2。ウサギとイヌの単離胃粘膜細胞における14C-aminopyrine up takeを用いて,ヒスタミン刺激に対する酸分泌を指標にして,T-593の拮抗作用の非洗浄性に対する種差と,クローニングにより得られた,核酸配列から推測されるウサギとイヌのヒスタミンH2受容体のアミノ酸配列の違いを比較検討した。T-593の拮抗作用の非洗浄性に対するウサギとイヌの単離胃粘膜細胞の種差と,クローニングにより得られた核酸配列から推測されるアミノ酸配列の違いより,イヌ・ヒスタミンH2受容体の77番のアミノ酸残基のフェニルアラニンがunsurmountable antagonismに関与する可能性が示唆された。

3。コンピューターを用いて,バクテリオロドプシンの結晶構造をもとに,構築されたヒスタミンH2受容体の三次元モデルを作製し,さらにヒスタミン,ranitidine, T-593を結合させた複合体のエネルギー最小化計算により,最適化した結合体三次元モデルを構築した。アゴニストであるヒスタミンとヒスタミンH2受容体複合体の三次元構造モデルでは,点変異受容体を発現させた細胞を用いた研究で示されたAsp98, Asp186, Thr190の3つのアミノ酸残基と相互作用する位置にヒスタミンが配位され,第一世代H2、ブロッカーであるラニチジンとヒスタミンH2受容体複合体の三次元構造モデルでは,ラニチジンは,ヒスタミンと同じ3つのアミノ酸残基と相互作用する位置に配位された。また,第二世代H2ブロッカーで,非競合的拮抗薬のT-593とヒスタミンH2受容体複合体の三次元構造モデルでは,T-593はヒスタミン結合ポケットを形成する3つのアミノ酸残基の他に,イヌとウサギの種差により指摘された第2膜貫通領域の77番のフェニルアラニン残基(Phe77)と相互作用出来る位置に,配位された。これによりフェノール環がπ−π相互作用し,ラニチジンより強固な結合をしている可能性が示された。

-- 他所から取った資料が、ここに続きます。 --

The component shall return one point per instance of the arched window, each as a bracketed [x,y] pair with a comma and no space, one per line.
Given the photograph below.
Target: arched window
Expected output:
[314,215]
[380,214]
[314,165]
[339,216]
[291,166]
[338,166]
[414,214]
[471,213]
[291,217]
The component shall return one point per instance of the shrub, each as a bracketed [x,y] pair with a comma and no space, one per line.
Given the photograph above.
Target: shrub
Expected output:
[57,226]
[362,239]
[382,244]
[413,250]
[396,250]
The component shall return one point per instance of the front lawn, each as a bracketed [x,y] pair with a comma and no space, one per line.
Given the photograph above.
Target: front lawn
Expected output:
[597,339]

受容体分子の内側ポケットにある芳香族アミノ酸を探し,その残基とπ-π相互作用可能な位置に配位できる芳香環をもつ拮抗薬をデザインすれば,より強力で持続時間の長い拮抗薬を効率よく分子設計し,創薬することが可能となることを提示した。G蛋白質結合受容体の創薬は,G蛋白質結合受容体のアミノ酸配列や三次元構造に対する考察が進んだ現在でも,経験と試行錯誤によっていると言える。この為,医薬品の開発に膨大な時間と費用を要している。他の多くの膜7回貫通型受容体と,その非競合的拮抗薬との結合に関する分子モデルの情報を集積することにより,アミノ酸の一次配列の判明した受容体の最適な拮抗薬を,理論的に創薬できる可能性が拓かれると考えられ,学位の授与に値するものと考えられる。